There is another point in the budget that the Liberals never mention. I and my colleague from Nova Scotia, and others probably, received over 106,000 phone calls from Canadians who received the most offensive letter I think I have ever seen from anybody in government. It is halfway down the first page of the new form they got for the disability tax credit. It is not a review. It is not to see if anyone is cheating the system. It blatantly says that if a person can go 50 metres on a flat surface with a device, they can no longer qualify for the disability tax credit. That is one of the most offensive things I think my colleagues in the Liberal Party have ever done in their history of being in government.
Can anyone imagine that? Because of new wording in that form, our amputees, our elderly and our veterans no longer qualify for the measly disability tax credit. The maximum allowable was only $1,000. In most cases in my riding, and I have had well over a couple of hundred calls on this, the average disability tax credit refund was about $450. The government is taking that money away from the amputees, the mentally challenged and the physically disabled of this country. That is one of the most offensive things I think I have ever seen from any government, let alone this Liberal government.

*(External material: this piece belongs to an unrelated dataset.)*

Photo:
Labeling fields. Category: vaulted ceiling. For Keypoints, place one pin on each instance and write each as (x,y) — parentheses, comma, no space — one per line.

I encourage the government to stop that form, to drop it, to put a moratorium on it and to allow people to claim their disability tax credit. It should then work with the various organizations.
My colleague from Dartmouth has been front and centre on trying to encourage the committee and the government to stop harassing the most vulnerable in our society in order to put that money into other areas.

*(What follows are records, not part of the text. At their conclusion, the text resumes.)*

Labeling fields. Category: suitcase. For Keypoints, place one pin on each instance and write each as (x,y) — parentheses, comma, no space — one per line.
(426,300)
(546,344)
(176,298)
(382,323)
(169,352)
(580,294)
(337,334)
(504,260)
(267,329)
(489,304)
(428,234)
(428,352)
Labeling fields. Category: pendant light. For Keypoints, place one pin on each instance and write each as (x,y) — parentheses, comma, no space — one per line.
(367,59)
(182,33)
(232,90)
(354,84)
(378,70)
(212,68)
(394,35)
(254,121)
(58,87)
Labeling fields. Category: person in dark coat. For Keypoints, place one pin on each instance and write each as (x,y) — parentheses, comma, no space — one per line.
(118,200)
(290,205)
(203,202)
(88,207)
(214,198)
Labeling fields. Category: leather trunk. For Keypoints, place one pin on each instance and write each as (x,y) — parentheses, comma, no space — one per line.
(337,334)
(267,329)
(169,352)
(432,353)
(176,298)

The government is very good at wasting our tax dollars. It spent over $1 billion on a home heating oil rebate. Seven thousand people in the United States got the rebate. Every prisoner in literally every jail cell in the country got the rebate. People who did not even buy fuel got the rebate and thousands of dead folks got the rebate. We know now that it was just a typical move for the government to spend the money and hope the election would go its way. That is unacceptable.
The Liberals spent $1.6 billion on the technology transfer programs. Again, no accountability. Only 2.5% of that money has ever been returned. The Minister of Industry called it an investment but there has been no clarification on where those taxes actually went.

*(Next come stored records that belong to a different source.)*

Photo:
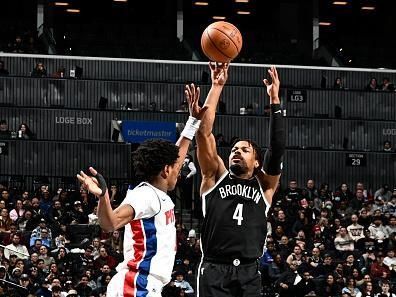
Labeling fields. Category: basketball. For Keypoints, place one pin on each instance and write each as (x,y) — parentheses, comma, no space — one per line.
(221,42)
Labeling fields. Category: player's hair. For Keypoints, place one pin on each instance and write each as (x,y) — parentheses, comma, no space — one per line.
(258,152)
(151,157)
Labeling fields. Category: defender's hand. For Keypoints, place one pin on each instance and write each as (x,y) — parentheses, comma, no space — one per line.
(273,88)
(192,95)
(219,73)
(90,183)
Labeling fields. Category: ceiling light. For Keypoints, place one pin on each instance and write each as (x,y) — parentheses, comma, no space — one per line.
(340,3)
(61,4)
(201,3)
(324,23)
(73,10)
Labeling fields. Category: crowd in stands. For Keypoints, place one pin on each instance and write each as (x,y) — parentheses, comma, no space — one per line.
(320,243)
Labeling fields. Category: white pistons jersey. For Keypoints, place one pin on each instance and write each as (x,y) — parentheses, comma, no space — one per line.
(149,243)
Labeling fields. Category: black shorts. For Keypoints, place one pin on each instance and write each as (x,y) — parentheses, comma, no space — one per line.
(224,280)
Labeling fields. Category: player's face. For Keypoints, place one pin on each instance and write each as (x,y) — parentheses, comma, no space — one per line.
(242,159)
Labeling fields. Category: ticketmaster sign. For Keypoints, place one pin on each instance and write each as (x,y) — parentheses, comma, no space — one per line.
(137,132)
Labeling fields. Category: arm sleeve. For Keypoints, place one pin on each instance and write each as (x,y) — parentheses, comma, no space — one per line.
(193,169)
(144,200)
(273,156)
(13,215)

The Minister of Public Works spent $500,000 on a study and nobody knows where the study is or what it is for. The money would have done a lot for the people of Canso, Nova Scotia, for example. My colleague from Pictou--Antigonish--Guysborough has been fighting very hard for the people of Canso. But no, it has to go to the government's Liberal friends for a report that nobody knows anything about or even knows where it is. It is incredible.
There are concerns about the military. Everybody was telling the government to put more money into the military: the Standing Committee on Defence and Veterans Affairs; the auditor general; the Conference of Defence Associations; everybody. If there was ever a time to put more money into the military, it was then. What did the government do? It put in $1.2 billion over five years when everyone was saying that we needed a minimum $1 billion just to start. Half of that money has already been spent on Operation Apollo. The money given to the military through the budget is woefully inadequate.
I have to reiterate my opposition to this budget and our party's opposition. The $24 surcharge is far too much. The disability tax credit is an affront to the most vulnerable in our society and our military deserves a lot better than what it got from the government.